As of start of day Monday, June 23, there were 2,574 home runs hit in the 2025 MLB season. Some are line drives, some are moonshots. Some players always manage to just get them out, others leave no doubt.
We can classify home run types using data from Baseball Savant, which offers hit-level data so we can see the distance, launch angle, and launch speed for each home run hit. We’ll use k-means clustering, an unsupervised algorithm, to set our types. Before we start training our model to classify types, let’s first check each of the aforementioned stats to see their distributions.
These each look roughly normal - hit distance skews a little right, launch angle a little left, but nothing super drastic. Launch angle isn’t as strongly related to speed and distance, but it’s aesthetically important so we’ll keep it.

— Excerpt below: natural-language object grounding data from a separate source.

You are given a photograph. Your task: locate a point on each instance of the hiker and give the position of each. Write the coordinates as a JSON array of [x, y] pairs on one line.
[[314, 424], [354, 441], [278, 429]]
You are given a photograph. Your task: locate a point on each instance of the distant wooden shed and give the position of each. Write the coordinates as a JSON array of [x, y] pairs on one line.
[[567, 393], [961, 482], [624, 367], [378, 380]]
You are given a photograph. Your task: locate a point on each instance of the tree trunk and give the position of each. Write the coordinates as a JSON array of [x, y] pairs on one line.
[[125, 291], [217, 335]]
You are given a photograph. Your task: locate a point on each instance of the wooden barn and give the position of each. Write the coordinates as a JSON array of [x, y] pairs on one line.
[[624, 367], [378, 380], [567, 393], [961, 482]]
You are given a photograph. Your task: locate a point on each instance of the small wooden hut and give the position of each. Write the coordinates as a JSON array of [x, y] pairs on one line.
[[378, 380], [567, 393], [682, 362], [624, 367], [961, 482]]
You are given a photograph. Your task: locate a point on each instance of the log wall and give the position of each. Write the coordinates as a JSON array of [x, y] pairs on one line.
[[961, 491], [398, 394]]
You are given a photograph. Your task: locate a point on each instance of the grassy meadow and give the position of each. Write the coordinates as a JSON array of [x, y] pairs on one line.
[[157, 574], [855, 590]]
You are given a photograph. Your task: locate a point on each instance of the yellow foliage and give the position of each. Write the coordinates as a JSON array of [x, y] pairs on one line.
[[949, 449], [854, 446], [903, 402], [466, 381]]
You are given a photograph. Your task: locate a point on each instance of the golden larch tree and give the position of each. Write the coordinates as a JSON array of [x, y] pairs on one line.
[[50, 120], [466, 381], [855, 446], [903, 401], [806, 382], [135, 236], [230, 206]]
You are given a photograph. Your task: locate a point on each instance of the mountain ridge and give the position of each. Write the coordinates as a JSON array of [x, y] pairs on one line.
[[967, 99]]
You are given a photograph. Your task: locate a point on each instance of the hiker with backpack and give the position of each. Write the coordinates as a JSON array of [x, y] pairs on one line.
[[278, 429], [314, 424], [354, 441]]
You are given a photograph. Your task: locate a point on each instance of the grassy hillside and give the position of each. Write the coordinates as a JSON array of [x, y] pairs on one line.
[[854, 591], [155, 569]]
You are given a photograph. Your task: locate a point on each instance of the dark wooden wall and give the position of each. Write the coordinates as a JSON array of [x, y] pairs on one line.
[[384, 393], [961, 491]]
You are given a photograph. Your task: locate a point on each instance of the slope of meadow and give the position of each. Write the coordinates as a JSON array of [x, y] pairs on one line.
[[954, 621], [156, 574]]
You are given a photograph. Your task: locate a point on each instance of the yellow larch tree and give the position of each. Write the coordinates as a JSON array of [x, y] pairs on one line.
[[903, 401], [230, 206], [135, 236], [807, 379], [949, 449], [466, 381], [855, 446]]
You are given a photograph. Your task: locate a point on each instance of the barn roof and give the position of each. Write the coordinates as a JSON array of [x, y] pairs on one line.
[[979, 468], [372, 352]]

We don’t know how many clusters there are. We could manually set some limits, but we want to go in with just what we told the model and see what comes back. In a real world setting, this sort of example won’t necessarily lead to a final outcome, but it gives a nice baseline for us to work with and tweak.
We’ll use the example from the Tidymodels website to figure out how many clusters we want.

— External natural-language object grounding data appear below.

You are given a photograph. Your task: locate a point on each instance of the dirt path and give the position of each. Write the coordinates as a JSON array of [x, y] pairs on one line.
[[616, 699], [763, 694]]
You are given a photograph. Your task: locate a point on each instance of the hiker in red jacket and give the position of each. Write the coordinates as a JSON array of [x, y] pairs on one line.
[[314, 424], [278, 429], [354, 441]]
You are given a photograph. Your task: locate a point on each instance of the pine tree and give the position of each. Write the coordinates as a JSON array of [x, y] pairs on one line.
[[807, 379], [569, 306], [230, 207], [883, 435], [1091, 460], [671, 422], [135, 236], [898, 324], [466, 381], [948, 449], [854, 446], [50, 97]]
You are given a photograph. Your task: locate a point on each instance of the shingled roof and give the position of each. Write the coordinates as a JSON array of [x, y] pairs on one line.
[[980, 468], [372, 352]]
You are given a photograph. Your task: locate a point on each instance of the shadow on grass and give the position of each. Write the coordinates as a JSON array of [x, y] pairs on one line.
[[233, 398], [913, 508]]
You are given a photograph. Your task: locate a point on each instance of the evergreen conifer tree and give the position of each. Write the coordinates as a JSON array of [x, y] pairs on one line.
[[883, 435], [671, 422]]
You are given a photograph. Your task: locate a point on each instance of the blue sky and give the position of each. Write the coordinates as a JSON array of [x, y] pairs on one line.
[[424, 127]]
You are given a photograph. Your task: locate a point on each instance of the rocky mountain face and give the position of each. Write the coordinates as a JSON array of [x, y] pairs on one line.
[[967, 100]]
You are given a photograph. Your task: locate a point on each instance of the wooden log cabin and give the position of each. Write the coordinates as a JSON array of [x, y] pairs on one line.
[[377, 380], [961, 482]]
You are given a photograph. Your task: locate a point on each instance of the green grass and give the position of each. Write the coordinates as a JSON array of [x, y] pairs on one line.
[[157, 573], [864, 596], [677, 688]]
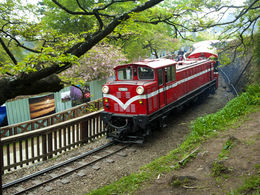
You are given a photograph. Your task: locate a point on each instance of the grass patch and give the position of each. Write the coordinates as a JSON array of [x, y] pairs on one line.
[[201, 129]]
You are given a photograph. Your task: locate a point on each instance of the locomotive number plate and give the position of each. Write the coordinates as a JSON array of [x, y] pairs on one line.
[[122, 89]]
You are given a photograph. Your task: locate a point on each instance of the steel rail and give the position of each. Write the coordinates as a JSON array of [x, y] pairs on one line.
[[73, 159], [71, 171]]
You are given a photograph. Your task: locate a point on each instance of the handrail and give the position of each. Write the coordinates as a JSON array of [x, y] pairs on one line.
[[46, 129], [49, 120]]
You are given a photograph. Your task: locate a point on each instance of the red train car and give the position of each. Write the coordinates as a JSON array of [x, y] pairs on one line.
[[146, 91]]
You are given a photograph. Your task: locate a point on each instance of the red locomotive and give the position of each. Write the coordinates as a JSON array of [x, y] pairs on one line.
[[146, 91]]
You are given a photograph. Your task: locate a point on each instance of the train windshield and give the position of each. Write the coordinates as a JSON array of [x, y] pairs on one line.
[[125, 73], [145, 73]]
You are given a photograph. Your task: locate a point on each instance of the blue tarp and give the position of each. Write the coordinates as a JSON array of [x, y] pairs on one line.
[[2, 113]]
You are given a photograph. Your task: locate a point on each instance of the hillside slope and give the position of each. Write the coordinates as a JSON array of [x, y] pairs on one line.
[[221, 165]]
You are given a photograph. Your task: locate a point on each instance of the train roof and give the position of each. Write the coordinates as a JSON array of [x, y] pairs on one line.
[[152, 63], [159, 63]]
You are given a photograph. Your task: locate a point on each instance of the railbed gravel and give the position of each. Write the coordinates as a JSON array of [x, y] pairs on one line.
[[159, 143]]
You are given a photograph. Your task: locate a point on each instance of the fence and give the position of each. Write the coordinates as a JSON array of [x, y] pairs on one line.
[[18, 110], [50, 119], [59, 133]]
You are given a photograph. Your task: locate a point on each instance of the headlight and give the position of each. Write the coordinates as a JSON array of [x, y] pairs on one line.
[[139, 90], [105, 89]]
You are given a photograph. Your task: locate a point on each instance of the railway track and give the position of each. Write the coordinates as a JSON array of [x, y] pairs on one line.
[[50, 174]]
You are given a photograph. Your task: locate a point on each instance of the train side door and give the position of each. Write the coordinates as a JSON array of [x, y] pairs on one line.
[[161, 87]]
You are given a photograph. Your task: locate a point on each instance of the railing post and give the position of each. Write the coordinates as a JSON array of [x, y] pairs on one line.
[[84, 131], [44, 147], [50, 150], [1, 164]]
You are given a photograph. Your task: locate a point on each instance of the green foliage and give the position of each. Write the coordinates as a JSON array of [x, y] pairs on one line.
[[207, 125], [235, 108]]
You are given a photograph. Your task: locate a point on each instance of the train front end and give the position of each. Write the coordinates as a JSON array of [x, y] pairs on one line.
[[125, 104]]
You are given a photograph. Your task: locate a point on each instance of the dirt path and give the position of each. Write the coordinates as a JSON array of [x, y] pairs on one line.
[[240, 162], [160, 143]]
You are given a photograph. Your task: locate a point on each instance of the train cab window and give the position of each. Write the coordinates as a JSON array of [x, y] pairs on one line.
[[145, 73], [170, 72], [125, 74], [160, 77]]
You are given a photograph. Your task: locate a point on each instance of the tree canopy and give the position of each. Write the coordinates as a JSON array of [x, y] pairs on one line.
[[56, 34]]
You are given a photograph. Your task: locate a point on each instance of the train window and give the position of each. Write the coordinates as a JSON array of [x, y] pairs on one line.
[[170, 73], [145, 73], [160, 77], [125, 74]]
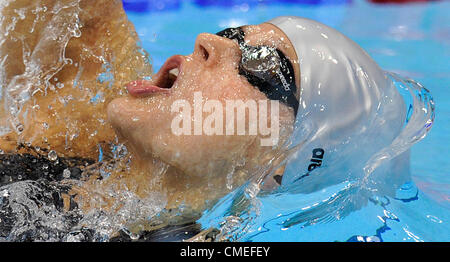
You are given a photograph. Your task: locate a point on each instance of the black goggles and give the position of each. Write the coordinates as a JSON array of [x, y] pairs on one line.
[[266, 68]]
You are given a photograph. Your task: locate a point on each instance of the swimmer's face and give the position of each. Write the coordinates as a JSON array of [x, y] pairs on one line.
[[145, 119]]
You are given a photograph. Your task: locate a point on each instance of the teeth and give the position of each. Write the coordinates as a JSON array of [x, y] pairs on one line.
[[174, 71]]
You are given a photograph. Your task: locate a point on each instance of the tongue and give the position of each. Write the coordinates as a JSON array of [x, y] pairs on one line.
[[143, 87]]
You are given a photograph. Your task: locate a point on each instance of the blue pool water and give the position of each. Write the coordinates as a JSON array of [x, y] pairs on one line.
[[410, 39]]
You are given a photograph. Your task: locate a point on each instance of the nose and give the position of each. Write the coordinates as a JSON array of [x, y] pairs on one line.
[[213, 49]]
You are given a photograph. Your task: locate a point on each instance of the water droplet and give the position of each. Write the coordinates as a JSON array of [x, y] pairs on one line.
[[52, 155]]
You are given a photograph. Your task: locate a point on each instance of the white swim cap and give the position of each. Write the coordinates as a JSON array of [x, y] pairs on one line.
[[348, 107]]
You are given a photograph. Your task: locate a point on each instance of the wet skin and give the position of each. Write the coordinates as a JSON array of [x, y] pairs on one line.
[[199, 165]]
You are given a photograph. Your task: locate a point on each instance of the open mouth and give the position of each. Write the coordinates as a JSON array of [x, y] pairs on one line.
[[163, 81]]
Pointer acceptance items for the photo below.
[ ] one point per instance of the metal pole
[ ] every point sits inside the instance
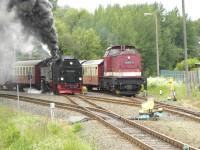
(30, 84)
(185, 48)
(18, 105)
(157, 50)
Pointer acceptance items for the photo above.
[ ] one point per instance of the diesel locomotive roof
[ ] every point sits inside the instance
(27, 63)
(93, 62)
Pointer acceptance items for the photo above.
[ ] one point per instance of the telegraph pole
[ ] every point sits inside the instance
(157, 50)
(185, 49)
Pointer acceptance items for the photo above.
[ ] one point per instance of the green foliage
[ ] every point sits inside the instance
(157, 84)
(191, 64)
(76, 127)
(86, 35)
(23, 132)
(54, 3)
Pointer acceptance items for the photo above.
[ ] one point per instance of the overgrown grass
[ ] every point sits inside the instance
(157, 84)
(23, 132)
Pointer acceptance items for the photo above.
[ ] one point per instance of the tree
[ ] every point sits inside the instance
(54, 3)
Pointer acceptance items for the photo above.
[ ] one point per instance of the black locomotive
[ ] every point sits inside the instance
(63, 76)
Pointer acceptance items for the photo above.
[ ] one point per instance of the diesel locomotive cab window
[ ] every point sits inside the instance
(69, 76)
(130, 50)
(114, 52)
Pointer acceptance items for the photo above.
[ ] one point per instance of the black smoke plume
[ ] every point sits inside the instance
(37, 18)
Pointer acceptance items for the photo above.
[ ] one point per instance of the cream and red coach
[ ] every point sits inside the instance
(120, 71)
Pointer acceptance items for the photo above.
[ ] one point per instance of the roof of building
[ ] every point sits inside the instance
(93, 62)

There are valid arguments to be made for 3 and 4 here. The returns diminish somewhat after 3, so we’ll go with that. Now let’s see what we can learn about our groupings.
Note that our algoiritm really focused in on distance. Cluster 2 are the shortest hit with the highest launch angle, cluster 1 are the furthest hit with the highest speed, and cluster 3 is middle of the pack. We’ll call cluster 1 lasers, 2 moonshots, and 3 typicals.

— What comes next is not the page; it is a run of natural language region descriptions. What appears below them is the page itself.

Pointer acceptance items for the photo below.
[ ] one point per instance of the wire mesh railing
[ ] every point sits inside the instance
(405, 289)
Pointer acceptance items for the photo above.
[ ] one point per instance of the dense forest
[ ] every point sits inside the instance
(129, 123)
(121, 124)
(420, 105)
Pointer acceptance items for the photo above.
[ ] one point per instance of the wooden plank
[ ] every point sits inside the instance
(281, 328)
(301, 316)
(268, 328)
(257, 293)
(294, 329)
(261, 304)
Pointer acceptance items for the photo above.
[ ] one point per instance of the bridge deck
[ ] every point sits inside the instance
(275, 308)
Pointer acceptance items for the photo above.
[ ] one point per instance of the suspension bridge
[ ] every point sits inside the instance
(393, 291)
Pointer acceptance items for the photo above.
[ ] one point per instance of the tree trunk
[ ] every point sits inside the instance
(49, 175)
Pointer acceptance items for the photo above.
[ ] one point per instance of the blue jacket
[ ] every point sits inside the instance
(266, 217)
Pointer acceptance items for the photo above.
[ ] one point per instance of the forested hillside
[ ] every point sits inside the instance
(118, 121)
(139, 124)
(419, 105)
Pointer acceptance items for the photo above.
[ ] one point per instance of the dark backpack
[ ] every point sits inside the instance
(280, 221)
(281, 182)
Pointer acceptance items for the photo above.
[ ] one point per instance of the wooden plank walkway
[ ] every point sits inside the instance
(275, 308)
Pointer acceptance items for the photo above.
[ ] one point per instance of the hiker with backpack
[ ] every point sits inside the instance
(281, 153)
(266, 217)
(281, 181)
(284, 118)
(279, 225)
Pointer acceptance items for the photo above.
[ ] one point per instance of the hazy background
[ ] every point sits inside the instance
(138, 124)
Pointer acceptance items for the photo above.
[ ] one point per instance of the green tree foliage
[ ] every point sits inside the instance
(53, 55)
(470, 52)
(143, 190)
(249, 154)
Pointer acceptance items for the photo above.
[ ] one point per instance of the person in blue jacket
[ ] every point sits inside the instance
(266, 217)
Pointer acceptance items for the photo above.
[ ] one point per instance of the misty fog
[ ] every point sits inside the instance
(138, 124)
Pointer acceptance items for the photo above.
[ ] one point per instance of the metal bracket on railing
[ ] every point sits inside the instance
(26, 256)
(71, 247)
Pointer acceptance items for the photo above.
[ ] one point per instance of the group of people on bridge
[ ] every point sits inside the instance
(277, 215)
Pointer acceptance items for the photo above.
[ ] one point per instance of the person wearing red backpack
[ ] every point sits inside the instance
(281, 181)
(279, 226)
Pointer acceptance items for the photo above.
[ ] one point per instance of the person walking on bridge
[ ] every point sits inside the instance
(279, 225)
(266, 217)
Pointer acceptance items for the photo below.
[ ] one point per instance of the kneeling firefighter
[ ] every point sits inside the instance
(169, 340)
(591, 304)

Not that that’s settled, who hits the most of each kind? They all count, so it’s more trivia than anything, but fun to know. We’ll filter on all players with at least 15 home runs.
Cal Raleigh not only leads baseball in home runs, but he’s dominating the moonshots category with 15, almost twice as many as runners-up Pete Crow-Armstrong and Issac Paredes (8 each). Suarez has a league-leading 15 lasers, while Shohei Ohtani leads in typicals with 12 - which instantly makes me suspect my naming convention, since nothing Ohtani does is typical. And if we look at his other categories, we see that he tends to lift the ball more on his home runs, eschewing the lower launch angles of his merely mortal peers.
So there’s clustering - a quick, relatively painless way to get you started categorizing your data.